Nili-Ahmadabadi_2013_Pestic.Biochem.Physiol_106_51

Recent studies showed that organophosphorus pesticides can increase incidence of metabolic disorders and diabetes. Considering the importance of pancreas in regulating blood glucose, the effect of malathion on essential elements of glucose-stimulated insulin secretion (GSIS) in in vitro and in vivo conditions were evaluated. After dividing of rats into control and treatment groups, oral glucose tolerance test (OGTT) was examined and then kinetic of glucose as well as pancreatic response to raise blood glucose were evaluated. After isolation of islets from pancreas, its function as well as oxidative stress markers and essential elements of GSIS were examined. Malathion at dose of 400 mg/kg impaired GTT and increased AUC0-180 min (P = 0.047) and T1/2beta of glucose (P = 0.0016), and reduced insulin response (P = 0.005) 30 min after oral administering of glucose.
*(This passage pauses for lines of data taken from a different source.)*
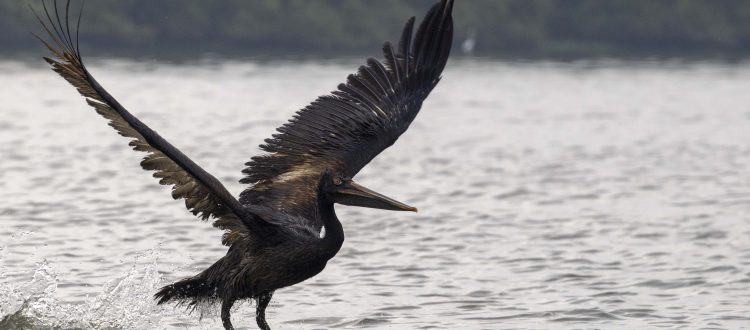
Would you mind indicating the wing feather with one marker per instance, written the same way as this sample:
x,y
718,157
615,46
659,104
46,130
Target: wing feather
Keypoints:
x,y
204,195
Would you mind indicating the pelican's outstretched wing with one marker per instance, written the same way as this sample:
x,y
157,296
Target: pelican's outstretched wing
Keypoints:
x,y
345,130
204,195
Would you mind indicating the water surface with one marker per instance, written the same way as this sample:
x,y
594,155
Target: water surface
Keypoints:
x,y
579,195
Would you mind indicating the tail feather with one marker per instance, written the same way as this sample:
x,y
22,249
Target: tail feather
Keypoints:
x,y
191,291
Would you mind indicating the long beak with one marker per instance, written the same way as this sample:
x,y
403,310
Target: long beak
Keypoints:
x,y
351,193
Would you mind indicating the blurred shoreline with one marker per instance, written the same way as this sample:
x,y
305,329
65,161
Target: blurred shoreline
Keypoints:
x,y
532,29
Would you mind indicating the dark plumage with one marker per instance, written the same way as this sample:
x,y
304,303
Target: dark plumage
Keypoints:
x,y
284,229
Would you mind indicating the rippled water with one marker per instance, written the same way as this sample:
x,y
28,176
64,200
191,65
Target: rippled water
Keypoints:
x,y
599,194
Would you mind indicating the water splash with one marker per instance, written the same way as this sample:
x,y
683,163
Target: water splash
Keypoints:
x,y
123,303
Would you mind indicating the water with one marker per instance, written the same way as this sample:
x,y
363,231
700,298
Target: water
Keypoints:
x,y
602,194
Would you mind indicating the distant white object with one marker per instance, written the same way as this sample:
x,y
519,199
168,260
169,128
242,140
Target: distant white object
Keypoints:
x,y
467,47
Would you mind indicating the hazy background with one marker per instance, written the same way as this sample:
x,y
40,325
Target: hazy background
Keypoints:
x,y
583,166
519,28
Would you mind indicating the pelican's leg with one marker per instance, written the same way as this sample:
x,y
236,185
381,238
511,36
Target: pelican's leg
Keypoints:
x,y
260,312
226,305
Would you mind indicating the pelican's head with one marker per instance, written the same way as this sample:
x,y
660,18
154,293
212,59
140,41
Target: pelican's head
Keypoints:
x,y
343,190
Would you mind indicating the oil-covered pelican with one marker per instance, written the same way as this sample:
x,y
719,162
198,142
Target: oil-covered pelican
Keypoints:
x,y
283,229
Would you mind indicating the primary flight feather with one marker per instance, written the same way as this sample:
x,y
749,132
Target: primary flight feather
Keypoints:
x,y
283,229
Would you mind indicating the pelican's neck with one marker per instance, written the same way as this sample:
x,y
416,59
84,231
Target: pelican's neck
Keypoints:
x,y
334,232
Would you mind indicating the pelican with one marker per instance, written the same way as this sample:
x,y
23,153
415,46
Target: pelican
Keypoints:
x,y
283,228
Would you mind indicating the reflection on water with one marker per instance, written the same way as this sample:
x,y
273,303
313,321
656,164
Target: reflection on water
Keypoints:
x,y
552,195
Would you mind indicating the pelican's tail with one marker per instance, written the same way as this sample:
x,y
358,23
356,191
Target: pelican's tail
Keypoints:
x,y
190,290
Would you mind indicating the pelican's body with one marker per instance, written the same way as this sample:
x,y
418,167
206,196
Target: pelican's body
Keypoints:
x,y
283,229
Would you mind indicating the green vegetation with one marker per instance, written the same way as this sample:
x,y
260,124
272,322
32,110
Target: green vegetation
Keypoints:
x,y
502,27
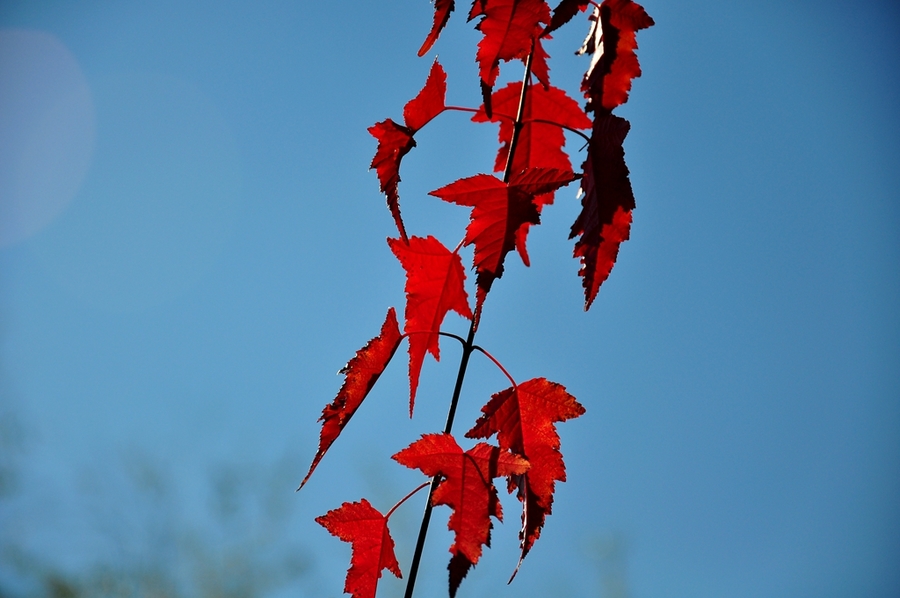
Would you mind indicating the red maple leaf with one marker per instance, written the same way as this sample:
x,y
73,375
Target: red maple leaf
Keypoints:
x,y
442,10
606,205
434,285
499,211
467,488
510,28
395,141
360,373
540,141
563,13
612,41
524,418
372,546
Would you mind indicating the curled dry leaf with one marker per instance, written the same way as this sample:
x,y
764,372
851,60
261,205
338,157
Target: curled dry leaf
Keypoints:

In addition to impaired glucose tolerance, there were significant increases in lipid peroxidation (P < 0.001), carbonyl groups (P = 0.007) and 8-deoxyguanosine (P = 0.011) as the biomarkers of reactive oxygen species (ROS)-mediated damage to lipid, protein and DNA, respectively in islets. In static condition, a remarkable decrease was observed in ratio of insulin release/mM glucose (P < 0.001) and a dramatic increase was seen in ROS formation at all glucose levels. Malathion only reduced ATP/ADP ratio in stimulating concentrations of glucose. Despite the dramatic reduction of glucokinase (GCK) mRNA expression (P = 0.004), the expression of glucose transporter 2 (GLUT2) (P = 0.01) was increased significantly.